For the United States, the biggest of these changes is the rise in cremation. While in the U.K., cremation has long been favoured, with more than 70 per cent of Britons choosing it, a sharp rise in cremation in the United States has sent ripples through the industry. Today, about 35 per cent of Americans are cremated, a figure expected to rise to almost 60 per cent by 2025. And since cremation costs as little as a fifth of the price of a funeral and burial, this is a blow to an industry that once counted on embalming services and casket sales for much of its profits.

In addition, baby boomers are looking for something different. "Families would like more personalized services that often are very non-traditional," says Jane Jones, vice-president of human resources at Texas-based SCI, the U.S.-based funeral services group. "They may not be conducted in a church but, for example, at the beach."

This means funeral homes have had to become more creative in the services they offer clients, with some entering new business areas such as catering and event management. "Much of the culture has shifted from being dead-body-centred to experience-centred," says Todd Van Beck, a U.S.-based funeral educator, consultant and historian.

There are also new products on the market such as resomation, an eco-friendly technique that uses an alkaline solution to accelerate the natural decomposition of a body – something in which the Co-op is investing. "Effectively this is a brand new product and we need to get acceptance from the public," says Ms. Close. "So in areas such as customer management, consumer marketing and how to launch a new product, I've drawn on my MBA."

Revenue streams are also changing: demand is rising for green funerals (biodegradable wicker and cardboard coffins do not generate the same margins as silk-lined, walnut-veneered caskets with brass handles) and for services such as web-based memorials and live streaming of funeral services to relatives who are unable to attend.

And funeral companies are also competing with new industry players, with retailers such as Costco and Wal-Mart now offering low-price caskets.

It is therefore comes as no surprise that the FuSeMBA includes topics such as "generation of monetary flows" and "cost control and calculation".

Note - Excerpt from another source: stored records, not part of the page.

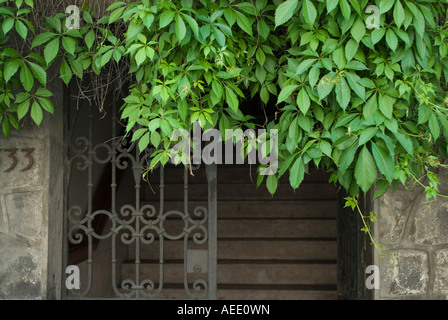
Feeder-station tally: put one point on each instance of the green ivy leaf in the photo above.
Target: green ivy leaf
(303, 101)
(51, 50)
(297, 173)
(286, 92)
(365, 170)
(271, 184)
(309, 12)
(180, 27)
(36, 113)
(284, 11)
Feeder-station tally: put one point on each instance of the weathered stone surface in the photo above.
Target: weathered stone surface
(16, 178)
(408, 275)
(3, 221)
(393, 211)
(20, 270)
(25, 215)
(441, 272)
(430, 223)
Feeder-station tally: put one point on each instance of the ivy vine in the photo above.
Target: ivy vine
(367, 104)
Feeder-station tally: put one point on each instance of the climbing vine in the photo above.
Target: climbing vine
(366, 101)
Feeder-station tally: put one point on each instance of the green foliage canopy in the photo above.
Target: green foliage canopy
(367, 104)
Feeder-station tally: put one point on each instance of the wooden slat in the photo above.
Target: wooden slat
(262, 208)
(310, 191)
(241, 273)
(229, 174)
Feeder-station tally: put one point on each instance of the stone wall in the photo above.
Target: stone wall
(414, 233)
(31, 210)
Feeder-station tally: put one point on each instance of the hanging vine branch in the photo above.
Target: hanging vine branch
(358, 91)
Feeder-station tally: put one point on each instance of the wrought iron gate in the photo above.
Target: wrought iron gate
(94, 215)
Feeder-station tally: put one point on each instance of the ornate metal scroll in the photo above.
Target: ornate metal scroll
(139, 225)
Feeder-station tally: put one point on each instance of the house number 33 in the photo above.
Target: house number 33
(12, 154)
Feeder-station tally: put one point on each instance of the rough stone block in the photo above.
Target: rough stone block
(441, 272)
(393, 211)
(20, 270)
(25, 215)
(407, 275)
(14, 164)
(430, 223)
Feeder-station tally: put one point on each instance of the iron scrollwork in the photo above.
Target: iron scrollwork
(133, 224)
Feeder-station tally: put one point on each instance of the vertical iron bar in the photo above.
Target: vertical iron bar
(211, 172)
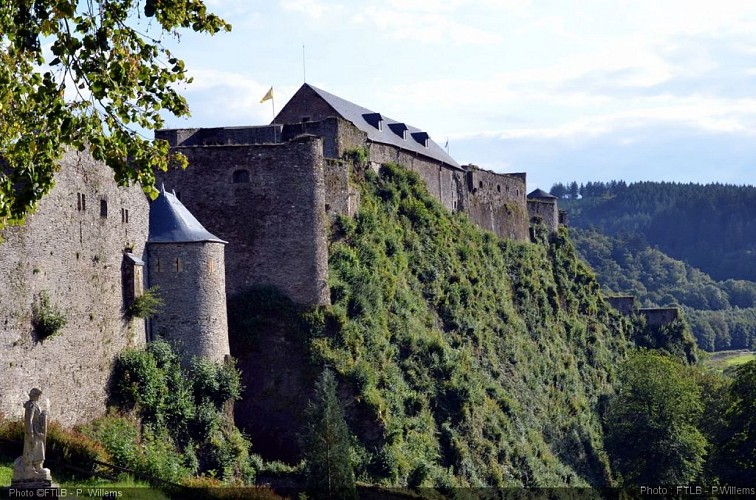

"What we focus on ... is the organizational change that all these companies have to embrace," says Mr. Massons. "Because if the profile of professionals doesn't evolve and the mentality of the providers of this type of service doesn't change, the whole industry will be stuck."

However, this message does not yet seem to have permeated the industry. The FuSeMBA is not running this year, says Adrian Haler of the British Institute of Embalmers, "due to lack of support."